Comprehensive rewrite shifting from unilateral commitments to industry-wide framework
PolicyAnthropic released RSP v3.0, a comprehensive rewrite of its safety framework. Major changes: shifted from unilateral safety commitments to industry-wide recommendations, introduced Frontier Safety Roadmaps and Risk Reports for transparency, and controversially removed the 'pause commitment' — the hard limit barring training more capable models without proven safety measures. Critics called it a weakening; Anthropic argued the collective action framing was more realistic.
The most significant philosophical change: RSP v3.0 argues that catastrophic AI risk depends on the actions of all frontier developers, not just one. A unilateral pause by Anthropic would not reduce global risk if competitors continued. The policy therefore separates what Anthropic commits to doing unilaterally (its own safety practices) from what it recommends the industry adopt collectively.

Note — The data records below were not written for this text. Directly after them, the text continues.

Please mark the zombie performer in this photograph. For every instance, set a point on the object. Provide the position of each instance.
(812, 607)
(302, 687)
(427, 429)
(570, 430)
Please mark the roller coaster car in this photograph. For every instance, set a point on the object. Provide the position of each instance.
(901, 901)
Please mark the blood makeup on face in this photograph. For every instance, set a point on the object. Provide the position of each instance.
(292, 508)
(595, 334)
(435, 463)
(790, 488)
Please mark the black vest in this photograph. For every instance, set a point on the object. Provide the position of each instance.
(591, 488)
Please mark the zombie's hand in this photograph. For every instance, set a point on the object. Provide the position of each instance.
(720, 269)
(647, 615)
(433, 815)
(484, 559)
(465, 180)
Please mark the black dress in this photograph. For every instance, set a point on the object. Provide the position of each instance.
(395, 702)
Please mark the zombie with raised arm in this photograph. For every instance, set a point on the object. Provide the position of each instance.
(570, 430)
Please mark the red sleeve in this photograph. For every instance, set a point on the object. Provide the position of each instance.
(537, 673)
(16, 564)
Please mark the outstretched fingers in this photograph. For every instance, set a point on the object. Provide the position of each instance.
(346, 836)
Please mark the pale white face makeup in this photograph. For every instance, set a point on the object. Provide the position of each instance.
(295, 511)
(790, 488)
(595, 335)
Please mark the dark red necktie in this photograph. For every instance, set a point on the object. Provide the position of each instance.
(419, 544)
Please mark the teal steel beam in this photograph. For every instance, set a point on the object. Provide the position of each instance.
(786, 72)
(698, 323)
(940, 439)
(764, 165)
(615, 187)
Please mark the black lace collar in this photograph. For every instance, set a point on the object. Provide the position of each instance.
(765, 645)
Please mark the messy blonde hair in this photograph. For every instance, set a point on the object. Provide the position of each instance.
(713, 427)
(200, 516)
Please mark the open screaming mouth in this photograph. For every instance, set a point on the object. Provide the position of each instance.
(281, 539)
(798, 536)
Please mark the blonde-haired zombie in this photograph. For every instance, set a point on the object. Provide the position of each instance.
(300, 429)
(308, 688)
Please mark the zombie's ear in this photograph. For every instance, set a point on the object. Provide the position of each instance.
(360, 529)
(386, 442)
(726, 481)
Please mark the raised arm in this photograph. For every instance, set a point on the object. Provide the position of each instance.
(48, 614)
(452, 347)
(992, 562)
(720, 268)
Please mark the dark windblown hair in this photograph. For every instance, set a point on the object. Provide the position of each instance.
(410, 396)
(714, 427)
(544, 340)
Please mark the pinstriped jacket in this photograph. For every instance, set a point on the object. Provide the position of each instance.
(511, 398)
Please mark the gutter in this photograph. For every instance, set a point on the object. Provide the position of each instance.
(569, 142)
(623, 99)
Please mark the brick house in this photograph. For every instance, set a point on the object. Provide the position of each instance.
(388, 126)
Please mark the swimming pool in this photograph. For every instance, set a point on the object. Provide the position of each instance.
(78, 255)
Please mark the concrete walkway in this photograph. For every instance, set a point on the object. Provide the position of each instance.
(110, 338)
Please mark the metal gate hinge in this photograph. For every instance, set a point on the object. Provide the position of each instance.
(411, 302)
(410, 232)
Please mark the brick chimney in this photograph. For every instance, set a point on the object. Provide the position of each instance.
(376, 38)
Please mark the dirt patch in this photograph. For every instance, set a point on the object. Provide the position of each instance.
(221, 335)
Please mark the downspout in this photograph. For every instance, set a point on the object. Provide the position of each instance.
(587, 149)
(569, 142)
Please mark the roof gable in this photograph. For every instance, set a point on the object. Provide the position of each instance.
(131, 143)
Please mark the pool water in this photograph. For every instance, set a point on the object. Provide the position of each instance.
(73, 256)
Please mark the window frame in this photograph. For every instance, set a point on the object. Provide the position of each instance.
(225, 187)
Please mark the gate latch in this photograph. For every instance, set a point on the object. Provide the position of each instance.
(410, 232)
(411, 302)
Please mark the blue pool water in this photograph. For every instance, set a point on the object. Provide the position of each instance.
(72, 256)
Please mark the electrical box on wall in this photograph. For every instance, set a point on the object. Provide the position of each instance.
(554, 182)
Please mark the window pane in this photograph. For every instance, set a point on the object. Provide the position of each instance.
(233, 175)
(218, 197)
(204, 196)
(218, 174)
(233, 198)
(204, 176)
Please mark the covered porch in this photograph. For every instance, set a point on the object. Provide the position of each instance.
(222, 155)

RSP v1.0 and v2.0 included a commitment to pause model training if safety evaluations could not keep up with capability advances. RSP v3.0 removes this hard limit. Anthropic argues the commitment was unrealistic in a competitive market and that continuous safety investment is more effective than a binary pause/go decision. Critics called this a retreat from Anthropic's founding safety principles.
RSP v3.0 introduces two new transparency mechanisms: Frontier Safety Roadmaps (detailed plans for upcoming safety goals and evaluations) and Risk Reports (quantified risk assessments across all deployed models). These provide external accountability even as the pause commitment is removed.